9. It is further urged on behalf of the appellants that determination of the lease granted in favour of defendant No. 10 by the State is illegal and invalid in the absence of service of requisite notices. Whether notices were issued by the State is a question of fact which can be determined only after evidence is led in the main suit. For the present, the letter dated 13-2-1969 issued by the Government to respondent No. 2 as Chairman, Swarajya Ashram Parichalana Samittee (respondent No. 4) which is on record shows that the lease granted in favour of defendant No. 10 was determined with effect from 25-2-1969. Admittedly, the suit land was subsequently leased out in 1971 in favour of respondent No. 4. The allegation of the appellants that this subsequent lease was collusive in nature is yet to be proved. At present, there are no materials on record to show that the lease in favour of respondent No. 4 was a collusive or fraudulent transaction.

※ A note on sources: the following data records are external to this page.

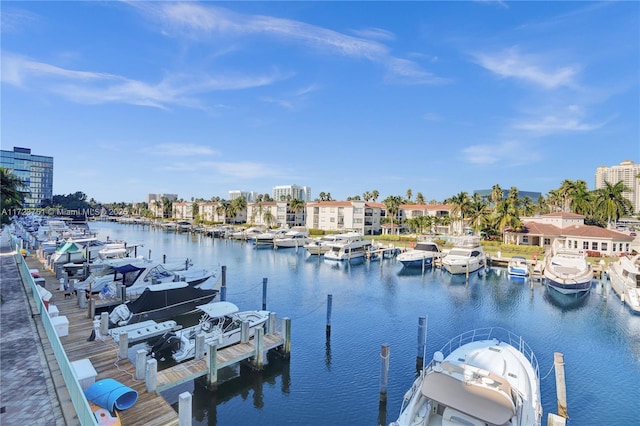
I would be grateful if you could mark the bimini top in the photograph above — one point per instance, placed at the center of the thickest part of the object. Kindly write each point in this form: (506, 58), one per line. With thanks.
(218, 309)
(487, 400)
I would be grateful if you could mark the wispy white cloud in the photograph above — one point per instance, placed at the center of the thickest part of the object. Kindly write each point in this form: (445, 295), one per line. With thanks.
(180, 150)
(506, 154)
(200, 21)
(531, 68)
(569, 119)
(98, 88)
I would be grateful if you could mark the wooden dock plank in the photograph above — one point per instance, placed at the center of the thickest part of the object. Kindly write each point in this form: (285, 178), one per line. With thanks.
(150, 408)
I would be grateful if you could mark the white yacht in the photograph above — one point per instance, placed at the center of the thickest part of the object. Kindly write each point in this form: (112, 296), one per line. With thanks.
(293, 238)
(421, 255)
(481, 377)
(625, 280)
(221, 322)
(568, 271)
(466, 256)
(348, 251)
(321, 245)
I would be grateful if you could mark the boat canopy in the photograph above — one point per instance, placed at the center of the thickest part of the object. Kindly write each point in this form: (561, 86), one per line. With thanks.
(128, 268)
(69, 247)
(489, 402)
(218, 309)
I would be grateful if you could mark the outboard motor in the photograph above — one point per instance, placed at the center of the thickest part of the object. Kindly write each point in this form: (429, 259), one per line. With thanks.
(165, 346)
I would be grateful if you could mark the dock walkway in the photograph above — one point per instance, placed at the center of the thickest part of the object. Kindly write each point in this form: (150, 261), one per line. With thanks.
(32, 391)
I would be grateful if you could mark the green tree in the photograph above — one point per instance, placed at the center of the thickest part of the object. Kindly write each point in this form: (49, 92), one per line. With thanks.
(13, 191)
(610, 203)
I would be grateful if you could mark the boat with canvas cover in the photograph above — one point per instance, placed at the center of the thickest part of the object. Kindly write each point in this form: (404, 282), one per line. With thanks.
(221, 322)
(421, 255)
(482, 377)
(466, 256)
(568, 271)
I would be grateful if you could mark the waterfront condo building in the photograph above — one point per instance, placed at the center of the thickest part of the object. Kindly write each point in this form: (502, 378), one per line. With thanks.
(36, 171)
(627, 172)
(291, 192)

10. On the issue of possession, it is seen that there is no documentary evidence supporting the plea of the appellants that they have remained in possession of the suit land from 1960 till 1980. No rent receipts or other documents have been filed to prima facie indicate the possession of the appellants. In these circumstances, I agree with the learned subordinate Judge that the appellants have failed to establish that they have a prima facie case.

11. For the sake of convenience, the questions of balance of convenience and irreparable loss and injury may be considered together. It is a fact that the hotel building constructed on the suit land by respondent No. 1 was almost complete when the appellants filed the present suit. It is noted in the impugned order that the appellants confined their prayer for interim injunction only to restrain respondent No. 1 from utilising the building from the purpose of running a hotel. An affidavit has been filed that the hotel was opened on 23-3-1983 and has since been running as a going concern. No counter to the said affidavit has been filed by the appellants nor are the facts stated in the affidavit disputed. In these circumstances, the limited prayer of the appellants to restrain respondent No. 1 from using the building on the suit land as a hotel appears to have become infructuous. On consideration, I agree with the learned Subordinate Judge that the appellants have failed to establish that they are likely to suffer irreparable loss and injury if injunction is refused or that the balance of convenience is in their favour.

12. The issues as to valuation and court-fee and locus standi of the appellants are to be considered by the Court below in the main suit and it is not necessary to consider the said issues while dealing with the matter of interim injunction.

13. In the result, this appeal which has no merit is dismissed. The order of the learned Subordinate Judge dated 11-10-1982 is confirmed. There shall be no order as to costs.